Suppose \(n_2(v)\le 6\). The possible distributions of 2-vertices adjacent to \(v\) are illustrated in Fig. 5. For Fig. 5(1), we have \(f_{6^+}(v)\ge 5\) and \(ch'(v)\ge 10-1\times 6-\frac{11}{4}=\frac{5}{4}>0\) by Claim (b).

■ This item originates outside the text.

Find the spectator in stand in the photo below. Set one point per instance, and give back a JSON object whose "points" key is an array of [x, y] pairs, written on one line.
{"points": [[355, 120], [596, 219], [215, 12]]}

For Fig. 5(2)–(4), we have \(f_{6^+}(v)\ge 4\) and \(ch'(v)\ge 10-1\times 6-\frac{3}{2}\times 2=1>0\). For Fig. 5(5), we have \(f_{6^+}(v)\ge 4\) and \(ch'(v)\ge 10-1\times 5-4=1>0\) by Claim (c). For Fig. 5(6)–(7), we have \(f_{6^+}(v)\ge 3\) and \(ch'(v)\ge 10-1\times 5-\frac{3}{2}-\frac{11}{4}=\frac{3}{4}>0\). For Fig. 5(8)–(9), we have \(f_{6^+}(v)\ge 2\) and \(ch'(v)\ge 10-1\times 5-\frac{3}{2}\times 3=\frac{1}{2}>0\). For Fig. 5(10), we have \(f_{6^+}(v)\ge 3\) and \(ch'(v)\ge 10-1\times 4-\frac{21}{4}=\frac{3}{4}>0\) by Claim (d). For Fig. 5(11) and (13), we have \(f_{6^+}(v)\ge 2\) and \(ch'(v)\ge 10-1\times 4-\frac{3}{2}-4=\frac{1}{2}>0\). For Fig. 5(12) and (16), we have \(f_{6^+}(v)\ge 2\) and \(ch'(v)\ge 10-1\times 4-\frac{11}{4}\times 2=\frac{1}{2}>0\). For Fig. 5(14) and (15), we have \(f_{6^+}(v)\ge 1\) and \(ch'(v)\ge 10-1\times 4-\frac{3}{2}\times 2-\frac{11}{4}=\frac{1}{4}>0\). For Fig. 5 (17), we have \(ch'(v)\ge 10-1\times 4-\frac{3}{2}\times 4=0\). For Fig. 5(18), we have \(f_{6^+}(v)\ge 2\) and \(ch'(v)\ge 10-1\times 3-\frac{13}{2}=\frac{1}{2}>0\) by Claim (e). For Fig. 5(19), we have \(f_{6^+}(v)\ge 1\) and \(ch'(v)\ge 10-1\times 3-\frac{3}{2}-\frac{21}{4}=\frac{1}{4}>0\). For Fig. 5(20), we have \(f_{6^+}(v)\ge 1\) and \(ch'(v)\ge 10-1\times 3-\frac{11}{4}-4=\frac{1}{4}>0\). For Fig. 5(21), we have \(ch'(v)\ge 10-1\times 3-\frac{3}{2}\times 2-4=0\). For Fig. 5(22), we have \(ch'(v)\ge 10-1\times 3-\frac{3}{2}-\frac{11}{4}\times 2=0\). For Fig. 5(23), we have \(f_{6^+}(v)\ge 1\). Suppose \(d(f_{2})=d(f_{3})=d(f_{4})=d(f_5)=d(f_6)=3\). Then \(\min \{d(v_{3}),~d(v_{4}),~d(v_{5}),~d(v_{6})\}\ge 4\). If \(d(v_{2})=d(v_{6})=3\), then \(d(f_{1})\ge 5\) and \(d(f_{7})\ge 5\) by Lemma 3, so \(ch'(v)\ge 10-1\times 2-\frac{3}{2}\times 2-\frac{5}{4}\times 2-1\times 1-\frac{1}{3}\times 2=\frac{5}{6}>0\). If \(f_{2}\), \(f_{3}\), \(f_{4}\), \(f_{5}\) and \(f_{6}\) are incident with no \(3^-\)-vertex, then \(ch'(v)\ge 10-1\times 2-\frac{5}{4}\times 5-\frac{3}{4}\times 2=\frac{1}{4}>0\). For Fig. 5(24), we have \(ch'(v)\ge 10-1\times 2-\frac{3}{2}-\frac{13}{2}=0\). For Fig. 5(25), we have \(ch'(v)\ge 10-1\times 2-\frac{11}{4}-\frac{21}{4}=0\). For Fig. 5(26), we have \(ch'(v)\ge 10-1\times 2-4\times 2=0\). \(\square \)

Hence we complete the proof of the theorem.